Time-dependent simulations of steady C-type shocks

TL;DR

This paper presents advanced time-dependent simulations of steady C-type shocks in dusty plasmas, incorporating detailed dust grain physics, ionization, and thermal processes, revealing the influence of dust on shock structure and magnetic field rotation.

Contribution

It introduces a novel, comprehensive model for oblique fast-mode shocks that combines dust dynamics with self-consistent microphysics, capable of modeling transient phenomena.

Findings

Dust grains significantly influence shock structure at high densities.

Magnetic field rotation occurs in the shock front, especially with small shock angles.

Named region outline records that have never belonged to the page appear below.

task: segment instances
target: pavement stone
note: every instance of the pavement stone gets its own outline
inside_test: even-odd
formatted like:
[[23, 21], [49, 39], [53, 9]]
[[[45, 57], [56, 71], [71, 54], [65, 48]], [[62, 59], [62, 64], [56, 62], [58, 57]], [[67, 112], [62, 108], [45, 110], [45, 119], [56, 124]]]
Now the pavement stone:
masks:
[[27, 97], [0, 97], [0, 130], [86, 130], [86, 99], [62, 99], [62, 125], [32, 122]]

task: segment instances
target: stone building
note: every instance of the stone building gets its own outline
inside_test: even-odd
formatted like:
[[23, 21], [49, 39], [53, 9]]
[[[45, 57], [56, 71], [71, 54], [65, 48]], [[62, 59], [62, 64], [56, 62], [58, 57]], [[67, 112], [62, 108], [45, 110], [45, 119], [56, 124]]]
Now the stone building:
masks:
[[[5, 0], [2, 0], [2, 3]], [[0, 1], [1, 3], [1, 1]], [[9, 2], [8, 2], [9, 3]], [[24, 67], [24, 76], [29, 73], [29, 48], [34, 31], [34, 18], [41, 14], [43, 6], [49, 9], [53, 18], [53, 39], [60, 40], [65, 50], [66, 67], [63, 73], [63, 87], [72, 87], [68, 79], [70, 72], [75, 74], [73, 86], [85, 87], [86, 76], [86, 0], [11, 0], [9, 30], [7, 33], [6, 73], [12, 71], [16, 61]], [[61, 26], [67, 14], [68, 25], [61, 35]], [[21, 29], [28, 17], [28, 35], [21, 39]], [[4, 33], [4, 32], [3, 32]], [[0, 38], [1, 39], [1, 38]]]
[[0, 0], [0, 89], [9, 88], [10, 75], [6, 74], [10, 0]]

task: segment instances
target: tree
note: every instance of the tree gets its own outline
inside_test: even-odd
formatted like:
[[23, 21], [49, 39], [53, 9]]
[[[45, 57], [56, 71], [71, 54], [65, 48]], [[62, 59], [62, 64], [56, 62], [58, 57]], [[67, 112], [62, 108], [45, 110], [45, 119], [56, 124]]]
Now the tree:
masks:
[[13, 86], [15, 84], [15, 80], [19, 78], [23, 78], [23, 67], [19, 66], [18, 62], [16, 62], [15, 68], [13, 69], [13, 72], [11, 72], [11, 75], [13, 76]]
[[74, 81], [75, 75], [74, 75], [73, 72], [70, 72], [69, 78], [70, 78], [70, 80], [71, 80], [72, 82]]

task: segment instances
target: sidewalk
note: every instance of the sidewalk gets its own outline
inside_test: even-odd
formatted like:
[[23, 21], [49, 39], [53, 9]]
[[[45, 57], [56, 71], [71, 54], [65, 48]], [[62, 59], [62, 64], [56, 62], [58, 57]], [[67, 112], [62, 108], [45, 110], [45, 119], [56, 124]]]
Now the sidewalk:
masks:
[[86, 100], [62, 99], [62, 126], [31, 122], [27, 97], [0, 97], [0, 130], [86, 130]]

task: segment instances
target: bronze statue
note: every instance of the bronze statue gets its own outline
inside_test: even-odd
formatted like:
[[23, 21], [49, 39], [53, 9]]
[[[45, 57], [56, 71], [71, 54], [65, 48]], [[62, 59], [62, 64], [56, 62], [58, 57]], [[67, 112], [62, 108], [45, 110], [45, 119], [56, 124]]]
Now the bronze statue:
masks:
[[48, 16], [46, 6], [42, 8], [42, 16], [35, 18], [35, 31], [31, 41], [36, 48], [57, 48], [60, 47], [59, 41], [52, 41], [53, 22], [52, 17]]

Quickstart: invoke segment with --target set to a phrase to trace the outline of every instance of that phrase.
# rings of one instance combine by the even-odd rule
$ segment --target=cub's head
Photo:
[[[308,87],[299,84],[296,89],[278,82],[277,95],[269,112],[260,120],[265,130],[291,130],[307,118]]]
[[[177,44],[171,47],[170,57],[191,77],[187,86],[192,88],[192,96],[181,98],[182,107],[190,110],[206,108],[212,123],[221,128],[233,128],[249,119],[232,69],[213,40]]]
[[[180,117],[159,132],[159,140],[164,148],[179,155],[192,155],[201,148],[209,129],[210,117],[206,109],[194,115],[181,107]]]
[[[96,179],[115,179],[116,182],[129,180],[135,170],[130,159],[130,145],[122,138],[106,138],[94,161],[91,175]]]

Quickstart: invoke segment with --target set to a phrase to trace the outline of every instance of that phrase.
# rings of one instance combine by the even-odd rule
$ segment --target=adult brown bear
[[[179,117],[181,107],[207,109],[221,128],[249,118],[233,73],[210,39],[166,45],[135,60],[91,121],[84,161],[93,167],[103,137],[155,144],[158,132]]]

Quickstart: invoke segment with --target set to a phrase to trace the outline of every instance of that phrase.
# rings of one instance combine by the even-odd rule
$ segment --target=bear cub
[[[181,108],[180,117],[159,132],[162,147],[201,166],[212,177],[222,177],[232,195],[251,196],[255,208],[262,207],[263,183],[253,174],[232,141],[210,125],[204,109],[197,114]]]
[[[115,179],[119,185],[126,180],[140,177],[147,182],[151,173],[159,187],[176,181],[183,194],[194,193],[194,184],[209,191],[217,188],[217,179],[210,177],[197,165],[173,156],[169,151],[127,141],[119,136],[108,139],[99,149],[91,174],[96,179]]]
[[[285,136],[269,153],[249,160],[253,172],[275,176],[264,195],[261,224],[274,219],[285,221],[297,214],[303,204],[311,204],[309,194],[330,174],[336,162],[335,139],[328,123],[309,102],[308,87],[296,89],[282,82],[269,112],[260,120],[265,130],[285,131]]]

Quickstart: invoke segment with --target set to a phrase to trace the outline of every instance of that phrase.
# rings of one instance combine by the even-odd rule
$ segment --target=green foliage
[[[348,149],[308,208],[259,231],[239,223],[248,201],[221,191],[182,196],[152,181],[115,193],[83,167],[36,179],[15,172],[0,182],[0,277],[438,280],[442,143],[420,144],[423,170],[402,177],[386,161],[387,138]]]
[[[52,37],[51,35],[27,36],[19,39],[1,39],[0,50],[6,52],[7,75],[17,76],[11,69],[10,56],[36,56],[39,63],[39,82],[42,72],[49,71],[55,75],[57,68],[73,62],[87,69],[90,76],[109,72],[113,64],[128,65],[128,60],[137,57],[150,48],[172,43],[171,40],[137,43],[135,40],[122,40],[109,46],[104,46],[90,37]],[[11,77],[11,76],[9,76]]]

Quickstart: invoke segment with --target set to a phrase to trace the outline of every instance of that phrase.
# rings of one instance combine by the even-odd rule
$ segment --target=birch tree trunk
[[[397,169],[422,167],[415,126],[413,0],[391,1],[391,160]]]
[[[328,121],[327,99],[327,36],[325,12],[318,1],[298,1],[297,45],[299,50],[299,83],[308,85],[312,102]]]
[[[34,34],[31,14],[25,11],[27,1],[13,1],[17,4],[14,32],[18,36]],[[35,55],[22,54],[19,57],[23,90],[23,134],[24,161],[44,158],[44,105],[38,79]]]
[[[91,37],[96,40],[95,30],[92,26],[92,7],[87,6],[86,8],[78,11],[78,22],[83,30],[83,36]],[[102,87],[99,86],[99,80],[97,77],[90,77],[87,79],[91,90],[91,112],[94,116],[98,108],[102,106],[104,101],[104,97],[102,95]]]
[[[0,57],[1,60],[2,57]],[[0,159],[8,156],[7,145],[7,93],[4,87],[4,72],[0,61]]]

The method is robust and adaptable to non-equilibrium conditions.

Abstract

Using a time-dependent multifluid, magnetohydrodynamic code, we calculated the structure of steady perpendicular and oblique C-type shocks in dusty plasmas. We included relevant processes to describe mass transfer between the different fluids, radiative cooling by emission lines and grain charging and studied the effect of single-sized and multiple sized grains on the shock structure. Our models are the first of oblique fast-mode molecular shocks in which such a rigorous treatment of the dust grain dynamics has been combined with a self-consistent calculation of the thermal and ionisation structures including appropriate microphysics. At low densities the grains do not play any significant role in the shock dynamics. At high densities, the ionisation fraction is sufficiently low that dust grains are important charge and current carriers and, thus, determine the shock structure. We find that the magnetic field in the shock front has a significant rotation out of the initial upstream plane. This is most pronounced for single-sized grains and small angles of the shock normal with the magnetic field. Our results are similar to previous studies of steady C-type shocks showing that our method is efficient, rigorous and robust. Unlike the method employed in the previous most detailed treatment of dust in steady oblique fast-mode shocks, ours allows a reliable calculation even when chemical or other conditions deviate from local statistical equilibrium. We are also able to model transient phenomena.